Ochil and South Perthshire is a county constituency of the House of Commons of the Parliament of the United Kingdom. It elects one Member of Parliament (MP) by the first-past-the-post system of election.

The constituency was created for the 2005 general election as a result of the Fifth Review of the Boundary Commission for Scotland. It has been represented since 2019 by John Nicolson of the Scottish National Party (SNP).

Boundaries 

The constituency is composed of the Clackmannanshire council area (all five wards), and the Perth and Kinross council wards of Strathtay, Strathearn, Strathallan, Almond and Earn, and Kinross-shire.

The constituency was created to cover Clackmannanshire and a southern portion of Perth and Kinross; the Perth and North Perthshire constituency was created at the same time to cover the rest of the Perth and Kinross council area.

Prior to the 2005 election, the council areas had been covered by the Angus, Ochil, Perth and North Tayside constituencies.
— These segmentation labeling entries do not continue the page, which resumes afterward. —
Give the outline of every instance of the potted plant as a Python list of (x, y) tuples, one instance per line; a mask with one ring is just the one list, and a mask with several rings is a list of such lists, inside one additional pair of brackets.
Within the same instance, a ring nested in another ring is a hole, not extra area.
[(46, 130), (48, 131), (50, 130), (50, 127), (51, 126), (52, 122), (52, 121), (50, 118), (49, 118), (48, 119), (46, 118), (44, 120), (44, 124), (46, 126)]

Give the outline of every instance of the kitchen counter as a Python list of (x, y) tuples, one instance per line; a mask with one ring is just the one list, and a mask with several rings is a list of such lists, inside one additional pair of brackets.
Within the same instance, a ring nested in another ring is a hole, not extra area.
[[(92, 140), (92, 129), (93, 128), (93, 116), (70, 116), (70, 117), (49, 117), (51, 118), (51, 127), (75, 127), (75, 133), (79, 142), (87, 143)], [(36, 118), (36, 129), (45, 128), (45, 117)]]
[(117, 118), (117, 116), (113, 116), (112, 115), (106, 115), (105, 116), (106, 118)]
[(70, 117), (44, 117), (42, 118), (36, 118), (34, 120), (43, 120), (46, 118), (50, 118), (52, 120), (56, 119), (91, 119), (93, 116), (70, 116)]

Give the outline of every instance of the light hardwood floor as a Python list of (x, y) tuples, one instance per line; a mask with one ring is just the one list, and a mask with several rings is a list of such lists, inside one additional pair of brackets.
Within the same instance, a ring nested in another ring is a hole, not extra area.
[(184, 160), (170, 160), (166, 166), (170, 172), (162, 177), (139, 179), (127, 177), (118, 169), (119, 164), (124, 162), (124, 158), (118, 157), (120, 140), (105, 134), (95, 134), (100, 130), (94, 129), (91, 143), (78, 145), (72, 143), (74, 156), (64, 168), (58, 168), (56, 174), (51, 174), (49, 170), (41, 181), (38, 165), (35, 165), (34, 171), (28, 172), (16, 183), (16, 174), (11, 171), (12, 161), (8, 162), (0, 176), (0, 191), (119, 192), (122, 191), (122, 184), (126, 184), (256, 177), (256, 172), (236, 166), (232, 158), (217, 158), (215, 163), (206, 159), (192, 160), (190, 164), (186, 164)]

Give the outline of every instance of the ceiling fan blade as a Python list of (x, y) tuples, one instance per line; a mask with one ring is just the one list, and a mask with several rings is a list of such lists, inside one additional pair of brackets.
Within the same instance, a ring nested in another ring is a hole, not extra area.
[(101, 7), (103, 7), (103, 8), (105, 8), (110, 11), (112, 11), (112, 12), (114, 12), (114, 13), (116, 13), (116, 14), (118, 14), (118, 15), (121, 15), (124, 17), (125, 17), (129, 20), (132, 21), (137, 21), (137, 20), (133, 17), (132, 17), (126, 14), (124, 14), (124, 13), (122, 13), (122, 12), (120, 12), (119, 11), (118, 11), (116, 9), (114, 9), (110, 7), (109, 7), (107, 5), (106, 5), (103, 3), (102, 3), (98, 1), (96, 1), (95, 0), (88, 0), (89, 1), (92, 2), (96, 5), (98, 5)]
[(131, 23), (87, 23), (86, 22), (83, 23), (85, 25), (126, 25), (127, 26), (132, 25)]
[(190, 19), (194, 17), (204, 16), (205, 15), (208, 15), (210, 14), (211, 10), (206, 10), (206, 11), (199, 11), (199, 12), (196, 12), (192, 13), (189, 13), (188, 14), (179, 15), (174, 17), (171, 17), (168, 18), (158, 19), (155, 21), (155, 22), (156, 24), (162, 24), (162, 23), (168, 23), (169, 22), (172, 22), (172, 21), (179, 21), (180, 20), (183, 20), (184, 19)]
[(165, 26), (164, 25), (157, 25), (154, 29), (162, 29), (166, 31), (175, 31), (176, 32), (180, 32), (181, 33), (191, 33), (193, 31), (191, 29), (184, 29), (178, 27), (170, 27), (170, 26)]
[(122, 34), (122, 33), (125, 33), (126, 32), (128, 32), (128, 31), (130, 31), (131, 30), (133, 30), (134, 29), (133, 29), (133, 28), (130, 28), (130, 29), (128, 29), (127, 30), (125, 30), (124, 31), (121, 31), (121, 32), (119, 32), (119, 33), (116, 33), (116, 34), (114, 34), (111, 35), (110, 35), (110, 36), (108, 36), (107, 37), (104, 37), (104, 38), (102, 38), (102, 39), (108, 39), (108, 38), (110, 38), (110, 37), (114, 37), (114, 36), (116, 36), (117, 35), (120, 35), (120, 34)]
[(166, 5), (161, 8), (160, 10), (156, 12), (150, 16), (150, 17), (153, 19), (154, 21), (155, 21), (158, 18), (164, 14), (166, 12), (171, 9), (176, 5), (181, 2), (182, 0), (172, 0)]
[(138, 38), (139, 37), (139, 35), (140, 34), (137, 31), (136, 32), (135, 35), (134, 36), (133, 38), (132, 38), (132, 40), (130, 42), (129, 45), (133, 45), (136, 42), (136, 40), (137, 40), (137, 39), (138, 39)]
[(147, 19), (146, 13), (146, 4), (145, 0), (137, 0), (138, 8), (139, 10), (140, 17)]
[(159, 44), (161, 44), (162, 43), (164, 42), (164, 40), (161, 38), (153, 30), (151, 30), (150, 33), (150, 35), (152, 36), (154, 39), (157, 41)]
The Perth constituency was entirely within the Perth and Kinross council area, the North Tayside constituency covered a northern portion of Perth and Kinross and a northern portion of the Angus council area, the Angus constituency covered a small southeastern portion of Perth and Kinross, a southern portion of Angus and northern portions of the Dundee City council area, and the Ochil constituency covered another southeastern portion of the Perth and Kinross, the whole of Clackmannanshire and a southeastern portion of the Stirling council area.
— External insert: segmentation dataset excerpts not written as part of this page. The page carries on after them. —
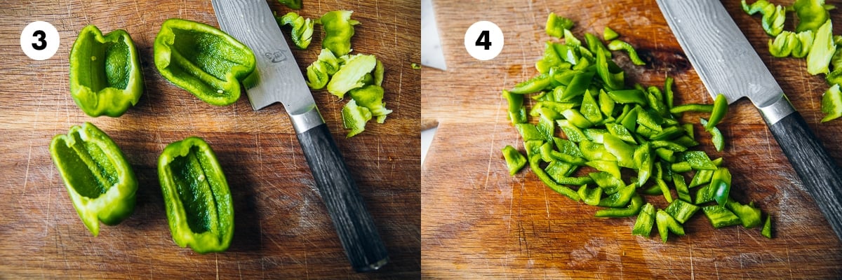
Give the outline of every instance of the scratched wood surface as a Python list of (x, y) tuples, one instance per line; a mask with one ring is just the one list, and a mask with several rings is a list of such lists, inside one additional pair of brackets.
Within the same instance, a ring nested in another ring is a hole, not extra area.
[[(270, 1), (283, 14), (285, 7)], [(161, 24), (181, 18), (218, 26), (210, 2), (0, 2), (0, 278), (403, 278), (420, 275), (420, 5), (413, 1), (304, 1), (317, 18), (354, 10), (362, 23), (352, 45), (386, 66), (383, 124), (345, 139), (341, 108), (327, 92), (313, 94), (374, 217), (392, 261), (354, 273), (317, 193), (296, 135), (280, 104), (253, 111), (245, 95), (215, 107), (164, 80), (152, 63)], [(61, 40), (50, 60), (20, 50), (24, 27), (45, 20)], [(140, 103), (120, 118), (90, 118), (68, 92), (68, 55), (88, 24), (128, 31), (142, 61)], [(288, 34), (288, 31), (285, 31)], [(306, 50), (293, 50), (303, 70), (315, 60), (321, 30)], [(53, 135), (92, 122), (122, 148), (140, 188), (134, 214), (99, 237), (84, 228), (52, 165)], [(173, 242), (155, 166), (168, 143), (189, 135), (216, 151), (233, 196), (234, 238), (224, 253), (199, 255)]]
[[(772, 58), (759, 17), (742, 13), (738, 1), (726, 7), (839, 161), (842, 121), (818, 123), (823, 79), (807, 75), (803, 60)], [(654, 1), (436, 1), (434, 8), (448, 70), (422, 70), (422, 123), (439, 124), (421, 172), (424, 277), (839, 277), (842, 244), (747, 100), (734, 103), (719, 125), (727, 140), (724, 151), (716, 152), (706, 137), (698, 138), (704, 151), (725, 158), (735, 197), (772, 214), (773, 240), (757, 229), (714, 230), (697, 214), (685, 225), (685, 236), (672, 235), (662, 244), (657, 234), (632, 235), (633, 218), (594, 218), (595, 208), (552, 192), (531, 172), (508, 174), (500, 149), (512, 145), (523, 151), (523, 145), (506, 119), (500, 90), (536, 74), (534, 63), (550, 40), (543, 31), (550, 12), (573, 19), (578, 36), (601, 36), (607, 25), (637, 46), (648, 61), (645, 66), (633, 66), (624, 54), (616, 56), (632, 82), (663, 86), (664, 77), (674, 77), (676, 102), (712, 102)], [(842, 13), (831, 14), (835, 23), (842, 22)], [(479, 20), (503, 29), (505, 46), (494, 60), (479, 61), (465, 50), (465, 30)], [(697, 122), (700, 116), (689, 114), (684, 121)], [(706, 135), (698, 127), (696, 133)], [(666, 206), (663, 198), (647, 199)]]

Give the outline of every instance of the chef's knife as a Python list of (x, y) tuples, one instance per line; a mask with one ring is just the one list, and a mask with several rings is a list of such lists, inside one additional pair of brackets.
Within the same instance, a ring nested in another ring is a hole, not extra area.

Constituency profile and voting patterns

Constituency profile 
The Ochil and South Perthshire constituency covers the rural south of the Perth and Kinross council area south of the River Tay, running down through the Ochil Hills into the more industrial Clackmannanshire council area to the south. It is an affluent constituency.
Agriculture and tourism form an important part of the local economy in the north of the constituency in southern Perth and Kinross-shire, housing affluent resort towns such as Auchterarder, Crieff and Kinross. Clackmannanshire is better known for its light industry and breweries dotted along the course of the River Forth and its northern tributary streams.

Voting patterns 
The Ochil and South Perthshire constituency was formed from elements of the old Ochil and Perth constituencies. Perth was traditionally a strong area of support for the Conservative Party until the party's wipeout in Scotland at the 1997 general election, from then onwards; the area usually voted SNP. Ochil covered the counties of Kinross-shire and Clackmannanshire, alongside some of the more industrialised parts of Stirlingshire, traditionally an SNP-Labour marginal. When Ochil and South Perthshire was first formed, it was thought of as an SNP-Labour marginal; however, the SNP failed to win the constituency when it was created in 2005, and at the subsequent general election in 2010. Tasmina Ahmed-Sheikh gained the seat from Gordon Banks of the Labour Party in a landslide victory across Scotland at the 2015 general election as they won 56 of Scotland's 59 parliamentary seats. At the 2017 general election, Ahmed-Sheikh lost the constituency to Luke Graham of the Conservative Party, and in 2019, Graham lost the seat to John Nicolson, former SNP MP for East Dunbartonshire.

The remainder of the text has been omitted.